The intrinsic ductility of alpha-phase silver sulfide (α-Ag_{2}S) is underpinned by its unique structural and chemical bonding characteristics. At the atomic level, its monoclinic crystal structure, which remains stable up to 451 K, enables the movement of atoms and dislocations along well-defined crystallographic planes known as slip planes. Additionally, the dynamic bonding within the crystal structure supports both the sliding of atomic layers and the maintenance of material integrity during deformation. The interatomic forces within the slip planes are sufficiently strong to prevent the material from cleaving while still allowing for considerable flexibility. Further insights into α-Ag_{2}S's ductility come from density functional theory calculations, which reveal that the primary slip planes align with the [100] direction and slipping occurs along the [001] direction. This arrangement permits atoms to glide over each other under stress through minute adjustments in the interlayer distances, which are energetically favorable as indicated by low slipping energy barriers (ΔE_{B}) and high cleavage energies (ΔE_{C}). These properties ensure significant deformation capability without fracture. Silver and sulfur atoms in α-Ag_{2}S form transient, yet robust interactions that enable the material to retain its integrity while deforming.

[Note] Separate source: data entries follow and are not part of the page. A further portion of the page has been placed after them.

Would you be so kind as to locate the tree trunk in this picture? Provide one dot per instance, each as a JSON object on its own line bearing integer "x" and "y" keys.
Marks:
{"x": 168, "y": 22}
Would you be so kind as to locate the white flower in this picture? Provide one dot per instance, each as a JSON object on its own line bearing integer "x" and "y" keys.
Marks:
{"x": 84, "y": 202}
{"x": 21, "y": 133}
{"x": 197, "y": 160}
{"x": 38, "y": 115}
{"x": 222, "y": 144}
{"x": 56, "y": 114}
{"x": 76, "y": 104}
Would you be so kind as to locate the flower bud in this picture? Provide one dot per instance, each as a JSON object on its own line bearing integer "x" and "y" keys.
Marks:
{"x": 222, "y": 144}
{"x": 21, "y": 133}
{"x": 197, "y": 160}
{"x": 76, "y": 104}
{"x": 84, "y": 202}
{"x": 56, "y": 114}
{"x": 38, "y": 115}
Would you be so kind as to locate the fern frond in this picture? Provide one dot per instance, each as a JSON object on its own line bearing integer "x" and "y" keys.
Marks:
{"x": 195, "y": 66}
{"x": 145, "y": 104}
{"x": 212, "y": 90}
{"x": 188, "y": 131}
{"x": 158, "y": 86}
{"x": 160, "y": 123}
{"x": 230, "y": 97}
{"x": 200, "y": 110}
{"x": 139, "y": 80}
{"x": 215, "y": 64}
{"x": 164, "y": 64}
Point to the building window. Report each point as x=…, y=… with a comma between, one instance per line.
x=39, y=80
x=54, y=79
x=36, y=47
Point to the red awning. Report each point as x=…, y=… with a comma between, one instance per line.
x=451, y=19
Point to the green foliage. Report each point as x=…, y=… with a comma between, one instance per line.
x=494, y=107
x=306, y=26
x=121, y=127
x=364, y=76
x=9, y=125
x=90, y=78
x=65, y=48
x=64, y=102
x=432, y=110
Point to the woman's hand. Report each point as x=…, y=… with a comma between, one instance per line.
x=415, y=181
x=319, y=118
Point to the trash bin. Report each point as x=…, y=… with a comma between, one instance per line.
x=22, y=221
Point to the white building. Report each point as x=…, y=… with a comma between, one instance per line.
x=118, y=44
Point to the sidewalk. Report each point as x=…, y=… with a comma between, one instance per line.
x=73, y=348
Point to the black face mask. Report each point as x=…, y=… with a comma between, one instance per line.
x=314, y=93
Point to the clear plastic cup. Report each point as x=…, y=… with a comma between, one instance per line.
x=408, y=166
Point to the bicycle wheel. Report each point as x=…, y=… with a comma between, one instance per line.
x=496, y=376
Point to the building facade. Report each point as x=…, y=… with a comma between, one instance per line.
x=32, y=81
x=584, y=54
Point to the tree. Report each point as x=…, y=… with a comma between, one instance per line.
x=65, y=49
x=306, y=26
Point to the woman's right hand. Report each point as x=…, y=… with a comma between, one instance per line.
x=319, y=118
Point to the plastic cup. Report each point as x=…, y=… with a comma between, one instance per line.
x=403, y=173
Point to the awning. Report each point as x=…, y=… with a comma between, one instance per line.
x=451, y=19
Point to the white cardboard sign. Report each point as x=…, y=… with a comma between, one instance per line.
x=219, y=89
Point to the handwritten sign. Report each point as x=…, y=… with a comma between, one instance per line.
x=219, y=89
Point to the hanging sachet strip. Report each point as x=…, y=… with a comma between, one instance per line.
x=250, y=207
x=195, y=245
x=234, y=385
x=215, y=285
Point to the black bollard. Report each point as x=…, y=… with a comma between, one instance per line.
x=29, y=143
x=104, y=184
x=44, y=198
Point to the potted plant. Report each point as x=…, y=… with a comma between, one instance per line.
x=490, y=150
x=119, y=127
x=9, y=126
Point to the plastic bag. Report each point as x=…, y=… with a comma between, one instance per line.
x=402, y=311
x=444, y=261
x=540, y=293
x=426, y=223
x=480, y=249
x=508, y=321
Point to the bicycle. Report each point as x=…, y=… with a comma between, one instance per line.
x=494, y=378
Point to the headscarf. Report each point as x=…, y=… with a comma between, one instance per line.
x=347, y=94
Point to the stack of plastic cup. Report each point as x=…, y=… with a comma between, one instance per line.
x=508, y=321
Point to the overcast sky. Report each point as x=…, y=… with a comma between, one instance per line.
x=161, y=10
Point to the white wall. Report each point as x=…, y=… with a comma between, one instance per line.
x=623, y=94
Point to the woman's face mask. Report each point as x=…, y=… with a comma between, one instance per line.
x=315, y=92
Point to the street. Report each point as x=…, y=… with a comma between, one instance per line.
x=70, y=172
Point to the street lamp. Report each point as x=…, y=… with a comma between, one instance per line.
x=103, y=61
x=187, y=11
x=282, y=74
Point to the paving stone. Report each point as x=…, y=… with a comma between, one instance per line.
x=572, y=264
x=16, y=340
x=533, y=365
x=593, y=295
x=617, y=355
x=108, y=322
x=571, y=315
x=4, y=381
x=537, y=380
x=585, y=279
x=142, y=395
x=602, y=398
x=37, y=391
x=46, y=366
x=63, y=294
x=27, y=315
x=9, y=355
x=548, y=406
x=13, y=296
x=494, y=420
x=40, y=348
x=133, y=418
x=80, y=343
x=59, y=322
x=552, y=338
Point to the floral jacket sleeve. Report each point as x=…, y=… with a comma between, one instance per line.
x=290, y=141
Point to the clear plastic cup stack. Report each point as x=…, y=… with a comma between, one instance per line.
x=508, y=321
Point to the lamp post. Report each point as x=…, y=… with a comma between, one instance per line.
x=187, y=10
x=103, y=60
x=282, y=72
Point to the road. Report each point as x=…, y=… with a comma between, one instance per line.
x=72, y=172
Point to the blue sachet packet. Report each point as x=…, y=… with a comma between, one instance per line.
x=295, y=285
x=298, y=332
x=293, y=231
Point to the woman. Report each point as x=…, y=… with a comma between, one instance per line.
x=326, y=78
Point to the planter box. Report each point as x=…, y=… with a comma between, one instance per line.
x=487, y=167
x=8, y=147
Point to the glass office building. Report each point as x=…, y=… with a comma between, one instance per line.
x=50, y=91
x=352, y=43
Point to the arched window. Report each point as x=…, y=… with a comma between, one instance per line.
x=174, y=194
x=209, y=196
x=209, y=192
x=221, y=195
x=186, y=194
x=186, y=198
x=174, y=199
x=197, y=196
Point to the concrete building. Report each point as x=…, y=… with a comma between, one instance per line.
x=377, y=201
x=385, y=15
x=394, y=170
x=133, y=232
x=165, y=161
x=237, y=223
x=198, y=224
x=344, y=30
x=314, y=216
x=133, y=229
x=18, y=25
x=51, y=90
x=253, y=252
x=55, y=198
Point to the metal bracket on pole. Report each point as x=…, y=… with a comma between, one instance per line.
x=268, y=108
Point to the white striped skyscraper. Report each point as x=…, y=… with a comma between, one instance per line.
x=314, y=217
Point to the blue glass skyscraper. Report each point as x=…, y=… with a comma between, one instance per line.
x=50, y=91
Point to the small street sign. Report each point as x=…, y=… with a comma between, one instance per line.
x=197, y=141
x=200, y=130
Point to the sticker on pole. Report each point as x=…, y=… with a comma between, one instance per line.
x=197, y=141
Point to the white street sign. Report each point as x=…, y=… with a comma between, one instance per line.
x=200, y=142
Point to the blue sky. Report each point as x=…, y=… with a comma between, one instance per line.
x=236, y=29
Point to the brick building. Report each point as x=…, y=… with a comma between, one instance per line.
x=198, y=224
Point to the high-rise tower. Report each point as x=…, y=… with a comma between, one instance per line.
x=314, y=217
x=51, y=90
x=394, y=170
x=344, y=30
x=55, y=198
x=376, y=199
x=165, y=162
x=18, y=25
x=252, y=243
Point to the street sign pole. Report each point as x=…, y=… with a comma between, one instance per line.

This behavior is akin to that of metals, where dislocations move with relative ease, providing α-Ag_{2}S with a unique combination of flexibility and strength, making it exceptionally resistant to cracking under mechanical stress.

== History ==
In 1833 Michael Faraday noticed that the resistance of silver sulfide decreased dramatically as temperature increased. This constituted the first report of a semiconducting material.

Silver sulfide is a component of classical qualitative inorganic analysis.